Y cosas por el estilo.
Solo lo hacían para fastidiarme.
—¿Por qué tenéis poco vello en la cara?
—¿Es cierto que los chinos tenéis el pene pequeñito?
Al principio no paraba de decir:
—¡Que no soy chino, coño!
Los tacos es lo primero que los extranjeros aprendemos cuando venimos a España: joder, coño, cabrón, puta, la madre que te parió… Uno le coge afición a estas palabras y se anima. Debe ser cosa del clima.
—No soy chino, soy japonés, como Murakami-, decía inútilmente. Pero la mayoría no sabía quién era Murakami. La cultura occidental es muy limitada para las cosas de fuera. De Japón solo conocen el “manga” y el “sushi”.
Luego ya me cansé.
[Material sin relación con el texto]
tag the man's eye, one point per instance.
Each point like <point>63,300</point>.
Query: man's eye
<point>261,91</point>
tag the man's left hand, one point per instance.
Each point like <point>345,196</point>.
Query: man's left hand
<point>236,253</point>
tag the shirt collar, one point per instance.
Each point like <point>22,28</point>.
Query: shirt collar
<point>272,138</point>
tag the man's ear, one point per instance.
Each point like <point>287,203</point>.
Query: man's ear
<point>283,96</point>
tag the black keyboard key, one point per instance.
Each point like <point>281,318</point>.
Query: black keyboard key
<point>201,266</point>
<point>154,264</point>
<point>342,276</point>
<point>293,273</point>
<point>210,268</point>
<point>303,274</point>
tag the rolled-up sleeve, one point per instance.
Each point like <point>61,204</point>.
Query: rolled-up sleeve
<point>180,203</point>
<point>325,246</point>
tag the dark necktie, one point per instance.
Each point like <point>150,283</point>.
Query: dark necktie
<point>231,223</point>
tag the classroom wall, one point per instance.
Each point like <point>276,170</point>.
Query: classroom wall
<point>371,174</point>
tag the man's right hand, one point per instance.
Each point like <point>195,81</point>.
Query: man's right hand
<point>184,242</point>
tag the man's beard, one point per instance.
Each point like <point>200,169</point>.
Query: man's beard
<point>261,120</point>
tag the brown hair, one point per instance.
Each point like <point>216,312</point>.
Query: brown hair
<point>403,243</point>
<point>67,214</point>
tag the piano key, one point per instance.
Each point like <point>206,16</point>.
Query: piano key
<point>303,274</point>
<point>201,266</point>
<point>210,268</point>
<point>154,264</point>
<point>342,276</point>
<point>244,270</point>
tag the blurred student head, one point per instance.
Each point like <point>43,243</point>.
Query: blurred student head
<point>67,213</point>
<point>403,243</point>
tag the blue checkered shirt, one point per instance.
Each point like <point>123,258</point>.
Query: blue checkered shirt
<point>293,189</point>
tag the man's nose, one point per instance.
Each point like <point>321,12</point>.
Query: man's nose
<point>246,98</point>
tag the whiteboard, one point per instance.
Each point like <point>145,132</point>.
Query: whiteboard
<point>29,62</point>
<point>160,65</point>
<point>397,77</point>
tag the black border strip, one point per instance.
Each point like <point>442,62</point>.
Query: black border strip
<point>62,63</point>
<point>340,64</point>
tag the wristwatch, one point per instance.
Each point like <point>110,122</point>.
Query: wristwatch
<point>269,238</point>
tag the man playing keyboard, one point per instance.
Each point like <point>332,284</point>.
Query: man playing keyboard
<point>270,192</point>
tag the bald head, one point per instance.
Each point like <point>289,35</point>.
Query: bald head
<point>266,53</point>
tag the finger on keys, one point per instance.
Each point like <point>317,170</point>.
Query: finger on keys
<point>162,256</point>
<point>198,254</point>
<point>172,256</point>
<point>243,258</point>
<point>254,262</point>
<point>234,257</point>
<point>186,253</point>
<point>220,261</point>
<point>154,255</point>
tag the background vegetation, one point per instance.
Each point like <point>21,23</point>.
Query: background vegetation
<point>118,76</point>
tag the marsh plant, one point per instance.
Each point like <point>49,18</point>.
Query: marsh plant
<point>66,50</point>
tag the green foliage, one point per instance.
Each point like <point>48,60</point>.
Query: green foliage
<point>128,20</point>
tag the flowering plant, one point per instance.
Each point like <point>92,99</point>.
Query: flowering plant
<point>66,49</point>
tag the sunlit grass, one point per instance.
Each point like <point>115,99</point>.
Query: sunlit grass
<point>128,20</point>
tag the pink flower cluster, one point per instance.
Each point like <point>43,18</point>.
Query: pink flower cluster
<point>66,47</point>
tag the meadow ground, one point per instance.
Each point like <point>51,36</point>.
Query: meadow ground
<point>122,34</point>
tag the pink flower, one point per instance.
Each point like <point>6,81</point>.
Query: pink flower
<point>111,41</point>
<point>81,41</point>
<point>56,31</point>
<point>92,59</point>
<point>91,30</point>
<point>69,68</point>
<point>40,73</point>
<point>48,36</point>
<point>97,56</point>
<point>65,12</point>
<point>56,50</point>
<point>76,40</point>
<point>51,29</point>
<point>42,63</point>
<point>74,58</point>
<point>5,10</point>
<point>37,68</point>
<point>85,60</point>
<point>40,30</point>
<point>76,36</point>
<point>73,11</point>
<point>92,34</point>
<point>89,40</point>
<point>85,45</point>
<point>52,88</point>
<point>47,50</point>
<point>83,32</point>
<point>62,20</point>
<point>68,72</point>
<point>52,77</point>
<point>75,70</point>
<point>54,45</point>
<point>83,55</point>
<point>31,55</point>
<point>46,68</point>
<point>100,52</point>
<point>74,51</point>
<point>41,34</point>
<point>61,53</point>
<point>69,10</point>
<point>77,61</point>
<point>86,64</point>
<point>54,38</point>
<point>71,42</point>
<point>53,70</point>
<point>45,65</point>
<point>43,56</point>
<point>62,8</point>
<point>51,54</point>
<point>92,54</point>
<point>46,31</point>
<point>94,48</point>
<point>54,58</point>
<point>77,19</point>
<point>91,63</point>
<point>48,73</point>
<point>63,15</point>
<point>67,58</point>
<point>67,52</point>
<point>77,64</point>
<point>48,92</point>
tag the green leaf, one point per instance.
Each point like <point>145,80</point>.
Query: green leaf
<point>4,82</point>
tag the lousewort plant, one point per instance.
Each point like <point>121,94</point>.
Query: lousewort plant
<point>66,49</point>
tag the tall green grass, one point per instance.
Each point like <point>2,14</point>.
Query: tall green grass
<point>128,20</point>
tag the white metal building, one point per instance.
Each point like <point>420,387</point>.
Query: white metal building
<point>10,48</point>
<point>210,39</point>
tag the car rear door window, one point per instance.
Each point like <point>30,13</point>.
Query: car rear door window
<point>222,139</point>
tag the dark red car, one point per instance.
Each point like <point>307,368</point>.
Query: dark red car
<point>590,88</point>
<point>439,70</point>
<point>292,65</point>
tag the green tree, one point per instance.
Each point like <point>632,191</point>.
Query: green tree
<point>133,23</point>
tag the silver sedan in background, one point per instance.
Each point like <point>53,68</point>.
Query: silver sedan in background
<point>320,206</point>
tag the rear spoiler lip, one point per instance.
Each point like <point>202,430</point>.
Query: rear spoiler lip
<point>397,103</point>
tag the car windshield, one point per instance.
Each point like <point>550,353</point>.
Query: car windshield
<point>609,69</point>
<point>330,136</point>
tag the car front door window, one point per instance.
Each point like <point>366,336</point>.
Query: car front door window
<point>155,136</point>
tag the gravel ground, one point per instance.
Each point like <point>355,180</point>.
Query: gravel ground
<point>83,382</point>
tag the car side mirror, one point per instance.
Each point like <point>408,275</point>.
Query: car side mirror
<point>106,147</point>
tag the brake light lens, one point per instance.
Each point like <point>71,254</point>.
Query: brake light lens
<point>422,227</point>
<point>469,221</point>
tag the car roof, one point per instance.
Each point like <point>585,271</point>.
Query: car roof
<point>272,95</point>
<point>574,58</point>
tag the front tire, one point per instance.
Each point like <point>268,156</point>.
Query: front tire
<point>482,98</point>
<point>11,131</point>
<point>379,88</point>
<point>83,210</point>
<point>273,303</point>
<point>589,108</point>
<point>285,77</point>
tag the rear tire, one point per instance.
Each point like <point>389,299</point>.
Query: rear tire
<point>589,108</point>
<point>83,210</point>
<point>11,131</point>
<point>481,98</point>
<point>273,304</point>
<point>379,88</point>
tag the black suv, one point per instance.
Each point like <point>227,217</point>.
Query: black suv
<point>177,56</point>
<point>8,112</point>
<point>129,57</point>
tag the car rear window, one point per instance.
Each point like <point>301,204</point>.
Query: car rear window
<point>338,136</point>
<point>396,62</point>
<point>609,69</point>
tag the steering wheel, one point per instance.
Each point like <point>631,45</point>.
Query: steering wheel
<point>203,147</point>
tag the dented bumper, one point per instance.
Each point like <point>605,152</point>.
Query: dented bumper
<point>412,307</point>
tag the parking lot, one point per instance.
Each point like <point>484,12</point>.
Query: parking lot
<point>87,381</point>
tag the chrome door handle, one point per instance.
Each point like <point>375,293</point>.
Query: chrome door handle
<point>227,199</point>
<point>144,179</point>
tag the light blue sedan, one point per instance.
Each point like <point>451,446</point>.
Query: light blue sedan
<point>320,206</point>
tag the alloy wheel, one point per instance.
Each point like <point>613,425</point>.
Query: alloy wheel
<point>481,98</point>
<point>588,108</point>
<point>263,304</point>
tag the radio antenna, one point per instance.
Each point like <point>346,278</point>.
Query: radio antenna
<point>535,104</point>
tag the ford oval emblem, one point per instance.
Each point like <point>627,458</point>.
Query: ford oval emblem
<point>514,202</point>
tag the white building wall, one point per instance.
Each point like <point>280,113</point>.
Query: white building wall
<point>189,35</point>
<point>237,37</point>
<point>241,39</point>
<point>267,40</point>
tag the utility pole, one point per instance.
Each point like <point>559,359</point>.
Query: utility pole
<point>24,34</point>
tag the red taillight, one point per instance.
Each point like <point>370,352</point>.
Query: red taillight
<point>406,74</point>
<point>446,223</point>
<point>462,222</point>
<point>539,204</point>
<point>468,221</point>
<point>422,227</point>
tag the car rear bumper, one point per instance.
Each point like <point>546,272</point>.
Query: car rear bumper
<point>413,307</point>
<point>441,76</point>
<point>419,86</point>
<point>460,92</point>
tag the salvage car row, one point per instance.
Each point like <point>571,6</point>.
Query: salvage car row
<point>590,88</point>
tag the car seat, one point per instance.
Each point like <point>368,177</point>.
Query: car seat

Tiré la toalla, como dicen los españoles. Me resigné. Me llamaban chino y respondía. ¿Para qué discutir inútilmente con estos occidentales, cretinos de ojos como huevos que se creen el centro del mundo?
—Hey, chino, vamos a tomar una cerveza, aunque en el bar al que vamos no tienen arroz de aperitivo. ¡Jejejeje!
Y se partía el culo de la risa. Y es que a los españoles les gusta decir ocurrencias y cosas que se inventan a las que llaman chistes y todos se ríen como bobos. En el bar, con la cerveza, nos pusieron algo que me gustó: unos “boquerones en vinagre” que me recordaban un poco a nuestra caballa en vinagre de arroz (“shimesaba”)
Algunos iban de listillos:
—Mira, he comprado un décimo de lotería que acaba en 4. ¿Lo compartimos?
—Vamos a subir en ascensor hasta la planta 4. ¿Te importa?
—¿Qué pasa? ¿No te da miedo el número 4? Pues me habían dicho que teníais en China mucha aversión a ese número.
—Vamos a comprar la bebida al chino de la esquina. Ve tú que igual nos hacen rebaja por ser un compatriota. ¡Jojojojo!
Al final, casi deseé ser chino para que me dejaran en paz.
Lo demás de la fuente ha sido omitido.